Another factor: swim season. Two of our kids, Nell and Simon are on the local swim team and they practice most evenings. Simon, who just turned 8, practices for an hour 3 times per week, and I help coach those practices. Nell, who is 9, goes just about every night for 2 hours. She is a bit of an endorphin junkie like her mom. ("I just love swimming. It clears my head.")
And the third: I just took an a writing job with Patch.com doing one weekly column and two monthly columns. I love this job, but it keeps me busy. And gets me up at 4 every morning, because this is the only time I can get a guaranteed block of quiet.
So, I thought they'd be no way to train for a 100-miler on top of all of that.
Weirdly, it turns out I was mostly wrong. My 4 a.m. rising schedule has given me the time to get out and run every morning. And now that my kids are a bit bigger, I can often drop them off at their various home school classes and sometimes get a second run in during the afternoon or evening.
I'm tired, but it all seems to be working. I emailed the RD of the NJUF and upped my registration to the 100 Mile Race. I will not be ideally trained, but I think I will be adequately trained. Onward and upward!
And here is a bit of my weekly column. We've been having tremendously wintry weather here in Mystic this year. It snows and snows and the temperatures are cold. The kids and I get outside as much as possible. Here is one of our adventures......
The snow this year is wonderfully relentless, the bitter cold and the snow. This is the kind of winter I hope for every year but nature so rarely delivers. This winter will be remembered.
The kids and I are outside and dressed to the hilt. The temperature this morning read zero. Nothing. Nada. That kind of cold is elusive, sublime. It holds its cards close to its chest. It’s the kind of cold that really could kill you, quietly taking your breath away.
We are arctic explorers out here in the snow. Our boat is caught fast in the pack ice. We are setting out on foot to see what we can see. We have our faithful dog and we’re on our way. All we lack is that vast Antarctic space, with ice indistinguishable from sky. But we do our best; we head for the woods.
Eddie the Coon hound is ready to go. He has been cooped up on the ship far too long. The kids have his leash and they’re all in a tumble. The snow is loose like feathers and makes an eerie, hollow sound under our boots. The dog has caught a scent and we’re off.
There are animal tracks in this unexplored wilderness. Eddie has found a set of dog tracks wending through the woods. Who is this mysterious dog? Whence does he come? A rival expedition on the loose?
Eddie’s snout is deep in the snow and he vacuums the scent.

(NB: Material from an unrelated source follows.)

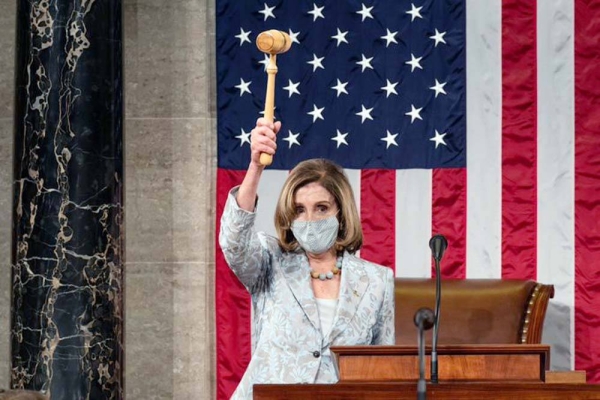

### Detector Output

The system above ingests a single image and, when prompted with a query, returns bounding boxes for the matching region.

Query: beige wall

It’s like food to him. When his head comes up he looks silly all masked in snow, but he’s deadly serious. He spreads his back legs wide and takes off, a giggling mass of bundled children in his wake.
He pulls the kids deep into the woods. They bust through low growing brush and half dead stands of twisted mountain laurel. They throw themselves on their bellies and trundle under downed trees. Everyone is wild with snow. They are breathless, but they don’t let go of the dog.
All the way out to the main road they follow these tracks, and then Eddie loses the scent. Explorers have no use for roads, and they pull the dog back into the woods. We retrace our steps at a more leisurely pace.
We’re following the tracks of two small rodents now, too little for squirrel, maybe arctic mice. (Wouldn’t it be something to see a penguin!)? Our old boot tracks mingle with these delicate prints in a complicated braid. These tracks are fresh. These critters were just here.
The snow tells their tale. The two sets of tracks suddenly break from the main trail (was there a shadow?), and then circle each other in a clearing. There must have been a kerfuffle. I’m guessing it was a hawk. Just a single set of teeny footprints leaves the scene on the other side.
Our time here is short and there are hawks everywhere. Explorers know this only too well. There is nothing to do but press on.
The sun is starting to set and the cold is working its way through our layers. Only the tops of the trees are lit up now. We on the ground are all in blue shade. The lights from our ship blink in the near distance and we take up the trail for home.